List:General Discussion« Previous MessageNext Message »
From:Steve Edberg Date:June 22 2007 7:24am
Subject:Re: Blob data
View as plain text  
At 12:11 PM +0530 6/22/07, Ratheesh K J wrote:
>Hello All,
>I want a clarification. Whe run a forum wherein people send messages 
>with/without attachments. Attachments may contain images, documents 
>etc.. We are actually storing the attachment in a blob column. 
>Sometimes the attachments are big. And today the table size has 
>grown to 40 GB. This has created a headache for any maintanance 
>task, backup, restoration. etc.
>I want to know whether this is the right approach. Or should we 
>actually store the attachments in directories and just stiore the 
>attachment path in the database.
>Kindly suggest the best approach so that I can reduce the database size.
>Thanks in advance

Yes, storing files - especially non-textual files - in the file 
system instead of the database is generally considered the best 

At one point I had created a document management system that stored 
everything in the database as you are doing; my rationale was that it 
allowed me to manage permissions using the existing database 
permissions, and to back up the whole database using mysqldump, vs 
mysqldump + doing a tar of the files. However, I abandoned this 
approach for the following reasons:

(1) Storing non-plaintext items (eg; pictures) in the database makes 
it bigger and slower without added value - you can't (at least not 
yet, or in the foreseeable future) do a meaningful search on a blob.

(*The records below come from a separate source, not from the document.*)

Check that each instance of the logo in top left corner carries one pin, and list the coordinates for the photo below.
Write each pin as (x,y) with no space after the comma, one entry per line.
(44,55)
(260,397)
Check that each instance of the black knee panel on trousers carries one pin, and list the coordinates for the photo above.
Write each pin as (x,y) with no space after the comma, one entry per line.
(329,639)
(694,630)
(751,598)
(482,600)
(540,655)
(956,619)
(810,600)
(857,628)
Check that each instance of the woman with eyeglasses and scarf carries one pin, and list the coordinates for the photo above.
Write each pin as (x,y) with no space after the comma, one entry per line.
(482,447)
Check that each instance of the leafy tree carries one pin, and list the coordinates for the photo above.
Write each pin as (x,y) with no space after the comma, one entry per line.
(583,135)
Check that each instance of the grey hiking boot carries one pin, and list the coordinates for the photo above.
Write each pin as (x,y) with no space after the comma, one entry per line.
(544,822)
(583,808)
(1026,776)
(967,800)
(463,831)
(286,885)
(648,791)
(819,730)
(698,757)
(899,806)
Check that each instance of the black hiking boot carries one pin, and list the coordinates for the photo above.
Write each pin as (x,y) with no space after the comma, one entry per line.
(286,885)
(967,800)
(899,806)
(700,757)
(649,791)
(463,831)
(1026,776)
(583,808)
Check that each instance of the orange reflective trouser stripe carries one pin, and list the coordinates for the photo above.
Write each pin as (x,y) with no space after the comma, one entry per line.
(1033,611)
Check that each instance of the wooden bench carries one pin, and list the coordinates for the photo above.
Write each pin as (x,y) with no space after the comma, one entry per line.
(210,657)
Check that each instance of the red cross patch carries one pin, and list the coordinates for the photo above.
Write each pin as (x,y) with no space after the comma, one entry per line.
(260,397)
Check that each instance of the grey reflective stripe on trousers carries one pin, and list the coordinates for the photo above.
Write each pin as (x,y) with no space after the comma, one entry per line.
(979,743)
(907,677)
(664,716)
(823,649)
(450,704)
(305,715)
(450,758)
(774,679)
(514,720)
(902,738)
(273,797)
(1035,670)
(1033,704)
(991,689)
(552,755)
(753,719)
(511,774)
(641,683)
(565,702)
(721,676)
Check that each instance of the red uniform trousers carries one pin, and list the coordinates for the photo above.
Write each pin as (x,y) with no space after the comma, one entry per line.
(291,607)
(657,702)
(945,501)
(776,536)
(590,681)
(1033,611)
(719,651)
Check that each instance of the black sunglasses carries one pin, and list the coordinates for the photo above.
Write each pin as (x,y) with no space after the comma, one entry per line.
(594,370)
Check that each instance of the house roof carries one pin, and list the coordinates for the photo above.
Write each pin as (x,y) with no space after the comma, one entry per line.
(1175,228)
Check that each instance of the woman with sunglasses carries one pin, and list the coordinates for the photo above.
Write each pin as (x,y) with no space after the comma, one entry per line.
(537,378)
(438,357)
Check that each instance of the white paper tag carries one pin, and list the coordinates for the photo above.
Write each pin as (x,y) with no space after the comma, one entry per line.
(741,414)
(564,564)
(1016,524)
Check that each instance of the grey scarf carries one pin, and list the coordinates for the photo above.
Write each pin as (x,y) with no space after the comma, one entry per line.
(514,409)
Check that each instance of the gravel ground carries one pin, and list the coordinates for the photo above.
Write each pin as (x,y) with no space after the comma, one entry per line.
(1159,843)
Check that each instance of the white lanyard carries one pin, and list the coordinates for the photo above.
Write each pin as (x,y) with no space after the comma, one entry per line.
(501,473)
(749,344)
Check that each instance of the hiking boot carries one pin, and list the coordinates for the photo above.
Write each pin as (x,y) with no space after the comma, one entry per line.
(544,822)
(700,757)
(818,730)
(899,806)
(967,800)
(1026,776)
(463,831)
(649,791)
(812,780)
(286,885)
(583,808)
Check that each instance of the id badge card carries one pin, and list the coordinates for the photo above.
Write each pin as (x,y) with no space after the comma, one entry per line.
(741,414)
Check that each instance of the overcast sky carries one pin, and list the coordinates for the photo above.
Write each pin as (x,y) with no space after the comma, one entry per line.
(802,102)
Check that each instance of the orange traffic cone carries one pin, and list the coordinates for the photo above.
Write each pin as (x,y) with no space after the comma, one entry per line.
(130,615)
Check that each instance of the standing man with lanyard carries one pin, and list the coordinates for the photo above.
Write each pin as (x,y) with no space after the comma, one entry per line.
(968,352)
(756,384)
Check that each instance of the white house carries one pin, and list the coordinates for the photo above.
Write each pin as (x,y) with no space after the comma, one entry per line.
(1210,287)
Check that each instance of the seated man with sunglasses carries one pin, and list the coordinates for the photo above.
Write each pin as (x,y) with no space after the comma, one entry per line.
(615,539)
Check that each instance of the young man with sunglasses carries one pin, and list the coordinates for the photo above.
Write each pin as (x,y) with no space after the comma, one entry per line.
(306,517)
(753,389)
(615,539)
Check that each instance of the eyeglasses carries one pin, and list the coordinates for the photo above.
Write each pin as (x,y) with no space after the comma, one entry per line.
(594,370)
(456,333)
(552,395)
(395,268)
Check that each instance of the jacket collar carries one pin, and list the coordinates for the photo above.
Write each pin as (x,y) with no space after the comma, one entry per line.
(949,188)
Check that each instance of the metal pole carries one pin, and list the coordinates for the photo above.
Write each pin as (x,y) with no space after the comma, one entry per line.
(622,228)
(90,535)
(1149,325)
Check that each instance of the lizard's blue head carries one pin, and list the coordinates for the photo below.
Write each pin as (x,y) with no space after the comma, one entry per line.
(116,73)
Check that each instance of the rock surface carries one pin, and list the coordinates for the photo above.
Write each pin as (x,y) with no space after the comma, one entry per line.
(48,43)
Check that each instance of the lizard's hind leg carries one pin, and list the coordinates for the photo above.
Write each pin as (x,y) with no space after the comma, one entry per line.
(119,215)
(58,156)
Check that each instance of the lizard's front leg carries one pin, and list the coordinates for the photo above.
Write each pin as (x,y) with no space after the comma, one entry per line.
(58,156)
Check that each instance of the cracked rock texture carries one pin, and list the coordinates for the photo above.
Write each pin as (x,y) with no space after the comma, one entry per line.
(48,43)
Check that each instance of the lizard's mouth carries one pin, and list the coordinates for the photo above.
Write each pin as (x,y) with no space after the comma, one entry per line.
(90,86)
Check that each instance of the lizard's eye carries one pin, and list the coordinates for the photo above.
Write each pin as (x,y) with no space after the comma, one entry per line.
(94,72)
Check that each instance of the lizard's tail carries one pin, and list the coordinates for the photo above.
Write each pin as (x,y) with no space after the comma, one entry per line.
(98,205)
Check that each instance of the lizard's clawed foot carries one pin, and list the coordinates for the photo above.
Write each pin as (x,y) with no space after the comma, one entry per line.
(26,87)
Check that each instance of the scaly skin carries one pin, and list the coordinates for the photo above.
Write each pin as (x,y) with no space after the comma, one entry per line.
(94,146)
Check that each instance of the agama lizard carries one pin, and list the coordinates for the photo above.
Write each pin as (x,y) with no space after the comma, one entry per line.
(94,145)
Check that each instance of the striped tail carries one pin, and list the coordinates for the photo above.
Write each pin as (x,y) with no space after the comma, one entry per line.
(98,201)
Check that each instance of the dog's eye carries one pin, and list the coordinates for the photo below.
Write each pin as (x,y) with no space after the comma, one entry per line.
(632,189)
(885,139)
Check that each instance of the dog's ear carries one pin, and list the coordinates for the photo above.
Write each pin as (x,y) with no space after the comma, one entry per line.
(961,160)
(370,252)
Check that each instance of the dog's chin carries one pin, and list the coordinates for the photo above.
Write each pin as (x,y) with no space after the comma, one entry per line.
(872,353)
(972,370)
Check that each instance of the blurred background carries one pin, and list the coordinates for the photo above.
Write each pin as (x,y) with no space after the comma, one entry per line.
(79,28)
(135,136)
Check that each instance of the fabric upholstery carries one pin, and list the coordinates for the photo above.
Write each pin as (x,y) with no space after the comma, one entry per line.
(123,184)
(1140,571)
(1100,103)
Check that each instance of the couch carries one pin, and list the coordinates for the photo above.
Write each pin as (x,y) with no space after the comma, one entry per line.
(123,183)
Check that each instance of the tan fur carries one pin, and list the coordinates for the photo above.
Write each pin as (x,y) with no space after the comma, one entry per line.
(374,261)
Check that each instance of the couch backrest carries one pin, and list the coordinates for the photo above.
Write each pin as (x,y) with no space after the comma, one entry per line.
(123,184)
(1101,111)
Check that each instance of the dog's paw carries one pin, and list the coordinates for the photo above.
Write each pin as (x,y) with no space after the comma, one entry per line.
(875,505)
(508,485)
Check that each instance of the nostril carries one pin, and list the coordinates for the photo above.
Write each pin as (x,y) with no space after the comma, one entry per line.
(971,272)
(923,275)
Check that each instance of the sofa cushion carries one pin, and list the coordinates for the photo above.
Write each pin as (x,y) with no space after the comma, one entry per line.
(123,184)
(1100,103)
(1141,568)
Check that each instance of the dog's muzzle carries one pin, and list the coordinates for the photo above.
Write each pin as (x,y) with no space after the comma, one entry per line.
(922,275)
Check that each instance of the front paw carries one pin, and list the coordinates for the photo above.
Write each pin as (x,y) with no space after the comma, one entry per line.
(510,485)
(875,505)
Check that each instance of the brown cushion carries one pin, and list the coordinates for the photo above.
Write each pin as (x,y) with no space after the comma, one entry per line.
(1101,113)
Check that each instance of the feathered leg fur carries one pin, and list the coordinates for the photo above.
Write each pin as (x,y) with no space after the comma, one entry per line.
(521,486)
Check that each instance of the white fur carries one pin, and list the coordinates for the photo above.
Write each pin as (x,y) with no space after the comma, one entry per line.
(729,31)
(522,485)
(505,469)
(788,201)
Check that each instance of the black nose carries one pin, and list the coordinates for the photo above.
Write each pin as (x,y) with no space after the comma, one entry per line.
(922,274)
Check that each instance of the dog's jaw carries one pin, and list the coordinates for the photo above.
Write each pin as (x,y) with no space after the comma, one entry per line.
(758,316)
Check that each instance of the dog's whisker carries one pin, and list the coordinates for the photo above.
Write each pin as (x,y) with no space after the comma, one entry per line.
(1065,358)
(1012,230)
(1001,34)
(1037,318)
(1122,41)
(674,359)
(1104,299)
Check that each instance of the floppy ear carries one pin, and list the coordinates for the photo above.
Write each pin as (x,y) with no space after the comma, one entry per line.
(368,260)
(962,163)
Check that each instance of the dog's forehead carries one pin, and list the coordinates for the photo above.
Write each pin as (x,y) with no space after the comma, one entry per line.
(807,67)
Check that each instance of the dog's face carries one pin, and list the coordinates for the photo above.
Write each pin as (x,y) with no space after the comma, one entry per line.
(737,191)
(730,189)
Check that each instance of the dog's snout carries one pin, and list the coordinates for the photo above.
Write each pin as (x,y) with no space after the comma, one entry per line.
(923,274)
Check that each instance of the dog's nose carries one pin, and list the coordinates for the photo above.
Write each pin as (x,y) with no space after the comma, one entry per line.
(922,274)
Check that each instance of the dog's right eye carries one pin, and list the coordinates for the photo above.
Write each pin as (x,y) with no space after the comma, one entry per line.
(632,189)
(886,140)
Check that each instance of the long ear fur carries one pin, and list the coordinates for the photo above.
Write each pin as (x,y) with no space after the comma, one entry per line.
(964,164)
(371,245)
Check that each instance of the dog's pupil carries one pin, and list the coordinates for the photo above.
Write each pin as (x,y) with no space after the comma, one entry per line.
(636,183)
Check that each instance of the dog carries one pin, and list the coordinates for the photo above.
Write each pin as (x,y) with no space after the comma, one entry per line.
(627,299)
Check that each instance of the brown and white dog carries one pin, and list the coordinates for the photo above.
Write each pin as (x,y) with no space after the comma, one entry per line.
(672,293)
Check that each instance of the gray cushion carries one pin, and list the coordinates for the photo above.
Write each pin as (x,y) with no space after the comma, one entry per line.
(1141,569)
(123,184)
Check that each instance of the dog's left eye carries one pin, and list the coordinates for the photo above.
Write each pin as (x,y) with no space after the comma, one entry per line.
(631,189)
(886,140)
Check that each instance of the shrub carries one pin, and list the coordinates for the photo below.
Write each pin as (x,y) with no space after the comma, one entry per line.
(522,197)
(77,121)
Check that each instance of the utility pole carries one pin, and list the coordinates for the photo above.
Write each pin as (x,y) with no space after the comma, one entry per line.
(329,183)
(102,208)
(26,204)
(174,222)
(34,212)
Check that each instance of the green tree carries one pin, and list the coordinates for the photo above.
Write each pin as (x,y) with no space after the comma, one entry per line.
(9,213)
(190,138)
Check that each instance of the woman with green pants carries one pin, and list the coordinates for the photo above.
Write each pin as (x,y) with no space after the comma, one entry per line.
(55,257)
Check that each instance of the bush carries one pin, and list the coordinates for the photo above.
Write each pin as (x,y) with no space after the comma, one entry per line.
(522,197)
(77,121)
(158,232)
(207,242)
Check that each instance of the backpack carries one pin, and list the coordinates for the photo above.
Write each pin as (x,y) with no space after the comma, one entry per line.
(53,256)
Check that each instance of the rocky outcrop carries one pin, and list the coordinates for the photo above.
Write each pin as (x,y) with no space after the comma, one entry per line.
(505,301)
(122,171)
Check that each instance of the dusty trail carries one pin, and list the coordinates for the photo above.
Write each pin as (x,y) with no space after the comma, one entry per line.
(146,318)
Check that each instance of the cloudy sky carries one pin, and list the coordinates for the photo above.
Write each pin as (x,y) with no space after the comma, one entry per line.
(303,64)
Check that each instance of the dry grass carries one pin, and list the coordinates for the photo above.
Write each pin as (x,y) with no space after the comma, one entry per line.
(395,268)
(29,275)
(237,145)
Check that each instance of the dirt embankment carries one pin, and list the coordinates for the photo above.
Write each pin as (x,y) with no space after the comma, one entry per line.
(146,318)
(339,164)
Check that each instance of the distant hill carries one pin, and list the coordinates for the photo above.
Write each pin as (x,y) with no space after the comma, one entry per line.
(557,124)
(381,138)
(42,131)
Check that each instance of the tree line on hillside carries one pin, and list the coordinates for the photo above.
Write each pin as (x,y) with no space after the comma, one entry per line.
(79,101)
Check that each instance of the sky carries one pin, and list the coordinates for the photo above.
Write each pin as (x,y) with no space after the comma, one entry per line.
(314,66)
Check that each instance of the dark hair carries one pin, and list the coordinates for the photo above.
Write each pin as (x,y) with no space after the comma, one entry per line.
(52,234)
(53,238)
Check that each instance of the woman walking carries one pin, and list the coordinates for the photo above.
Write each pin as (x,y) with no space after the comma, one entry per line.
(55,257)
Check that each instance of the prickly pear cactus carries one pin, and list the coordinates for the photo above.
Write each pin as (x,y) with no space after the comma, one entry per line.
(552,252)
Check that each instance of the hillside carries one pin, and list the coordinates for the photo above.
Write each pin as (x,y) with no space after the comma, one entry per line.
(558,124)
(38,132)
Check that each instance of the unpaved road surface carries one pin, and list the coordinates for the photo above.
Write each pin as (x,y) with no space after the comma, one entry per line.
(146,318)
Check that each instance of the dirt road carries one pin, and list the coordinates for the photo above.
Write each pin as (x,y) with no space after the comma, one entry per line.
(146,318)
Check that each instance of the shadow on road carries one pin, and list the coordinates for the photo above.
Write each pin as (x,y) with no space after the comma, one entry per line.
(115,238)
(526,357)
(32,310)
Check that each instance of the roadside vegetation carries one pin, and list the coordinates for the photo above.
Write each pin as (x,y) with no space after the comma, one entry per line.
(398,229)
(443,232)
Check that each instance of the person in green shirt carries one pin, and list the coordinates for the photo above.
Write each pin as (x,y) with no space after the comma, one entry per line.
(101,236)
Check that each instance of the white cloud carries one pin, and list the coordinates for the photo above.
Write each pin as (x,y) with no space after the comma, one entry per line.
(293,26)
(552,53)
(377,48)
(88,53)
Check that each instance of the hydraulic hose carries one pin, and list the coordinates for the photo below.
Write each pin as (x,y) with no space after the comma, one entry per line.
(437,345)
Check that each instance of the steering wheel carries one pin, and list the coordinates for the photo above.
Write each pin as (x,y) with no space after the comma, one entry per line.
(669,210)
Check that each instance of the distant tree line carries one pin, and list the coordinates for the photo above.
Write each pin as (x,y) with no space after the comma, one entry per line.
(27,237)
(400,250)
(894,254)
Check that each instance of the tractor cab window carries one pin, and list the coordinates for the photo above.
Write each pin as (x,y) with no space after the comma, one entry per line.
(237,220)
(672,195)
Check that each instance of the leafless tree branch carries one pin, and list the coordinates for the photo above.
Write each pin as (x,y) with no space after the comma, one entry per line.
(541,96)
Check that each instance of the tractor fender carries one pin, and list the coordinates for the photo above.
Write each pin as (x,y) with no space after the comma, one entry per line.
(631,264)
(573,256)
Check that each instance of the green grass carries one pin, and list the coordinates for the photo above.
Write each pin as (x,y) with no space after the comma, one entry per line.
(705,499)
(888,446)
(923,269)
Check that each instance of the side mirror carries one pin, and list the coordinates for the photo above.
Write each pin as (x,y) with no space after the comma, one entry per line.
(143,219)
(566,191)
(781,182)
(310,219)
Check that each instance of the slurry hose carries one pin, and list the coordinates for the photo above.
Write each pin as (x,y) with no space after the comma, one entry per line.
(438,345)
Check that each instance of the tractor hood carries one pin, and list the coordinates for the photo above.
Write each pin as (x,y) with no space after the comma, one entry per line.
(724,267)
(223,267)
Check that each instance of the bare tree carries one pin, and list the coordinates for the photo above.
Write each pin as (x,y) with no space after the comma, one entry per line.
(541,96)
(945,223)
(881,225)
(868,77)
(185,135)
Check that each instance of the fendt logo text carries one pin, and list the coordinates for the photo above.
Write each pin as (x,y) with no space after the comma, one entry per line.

(2) It becomes more difficult to split storage out onto multiple 
filesystems; eg, leaving the database files in /var/database, putting 
the documents themselves into /home/docmanager, etc.

(3) It makes queries on the commandline unwieldy; if you have a blob 
field, doing a select * to check a record's contents can dump a lot 
of garbage on the screen.

(4) It can make doing incremental backups more difficult; if the 
documents themselves are relatively static, but the document metadata 
stored in the database is very dynamic, it becomes simple to do a 
compact daily database dump + a weekly document directory backup (for 
example) if the files are not in the database.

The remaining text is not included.